Jan 24, 2022 - Technology

Wall Street braces for new streaming reality

Illustration of an upwards trending line graph pushing off a smart tv screen

Illustration: Eniola Odetunde/Axios

Analysts are forecasting a difficult year ahead for subscription streaming companies in response to a massive selloff of Netflix shares last week that was prompted by weak subscriber growth forecasts.

Why it matters: Wall Street has grown accustomed to equating paid subscriber growth at major media firms to market value, but Netflix's decline "calls into question the end-state economics of these businesses," wrote Michael Nathanson, a top media analyst, in a note to clients.

Driving the news: Netflix's shares are down more than 20% after the tech giant said Thursday it expects a big drop in paid net subscriber adds for this quarter — one that will nearly halve the number compared with the same quarter last year..
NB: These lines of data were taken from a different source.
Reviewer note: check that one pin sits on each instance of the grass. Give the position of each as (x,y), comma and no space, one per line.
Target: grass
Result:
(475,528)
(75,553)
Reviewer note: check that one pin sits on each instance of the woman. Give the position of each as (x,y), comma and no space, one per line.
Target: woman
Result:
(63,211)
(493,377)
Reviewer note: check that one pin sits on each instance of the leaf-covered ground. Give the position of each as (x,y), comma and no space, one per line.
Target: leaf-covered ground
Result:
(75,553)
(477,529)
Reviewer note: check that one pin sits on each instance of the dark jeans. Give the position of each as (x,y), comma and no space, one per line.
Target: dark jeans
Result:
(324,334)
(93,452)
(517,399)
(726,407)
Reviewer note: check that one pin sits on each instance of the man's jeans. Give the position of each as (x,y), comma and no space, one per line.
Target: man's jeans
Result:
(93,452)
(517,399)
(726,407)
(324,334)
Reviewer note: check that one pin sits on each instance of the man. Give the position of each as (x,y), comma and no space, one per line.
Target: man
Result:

  • Shares for rivals like Disney, Roku and AT&T took a hit in response to the news. Other stay-at-home stocks like Peloton and Zoom are also facing steep declines as pandemic isolation dwindles.
  • "[T]he reaction that we're seeing in Netflix's shares is appropriate, given what we think is a kind of a reset in expectations for the pace of subscriber growth, post the pandemic," said Raymond James analyst Andrew Marok in an interview with Yahoo News.
  • "Stepping back, we see this Netflix quarter as a worrying datapoint for the rest of the streaming industry on multiple fronts," Nathanson added.

The other side: While bearish analysts argue in favor of the selloff, bulls say it was an over-reaction. Some point to Netflix's revenue growth last quarter as a sign that the company's business model remains healthy.

How it works: Streaming companies like Netflix invest billions of dollars every year in content to lure new subscribers and to keep old ones from cancelling.

  • The business model implies that streamers will eventually be able to hike prices on consumers, particularly in lucrative markets like North America, as they invest more in premium content, creating a flywheel.
  • But Netflix's earnings last week suggested to some that its enormous investment in new content may not be able to drive as many new subscribers as it used to amid increased streaming competition — especially in North America, where subscriber growth is slowing across the board as the market gets saturated.

Be smart: Now that Netflix's subscriber growth has begun to slow, with a total base of around 200 million global paid accounts, investors are trying to determine whether streaming companies may be hitting a ceiling on the size of the total global market.

  • Bullish analysts like LightShed Partners' Rich Greenfield argue companies like Netflix and Disney have a long runway ahead, and that the total addressable market globally could be upwards of 600-800 million.
  • But skeptics say the opportunity for growth outside of North America lies in developing markets, where streamers will need to drop their subscription prices and introduce mobile-friendly, ad-supported tiers.
  • Disney, for example, has seen its average revenue per user continuously decline in response to adding more subscribers to its Hotstar service in India, which is offered at a much lower subscriber cost.

The big picture: Up until now, Netflix has been trading at many multiples higher than its traditional media rivals, despite the fact that it's far less profitable.

  • Some analysts see the recent selloff as a normalization of Netflix's value away from the high multiples typically awarded to tech firms that foresee endless vistas of growth.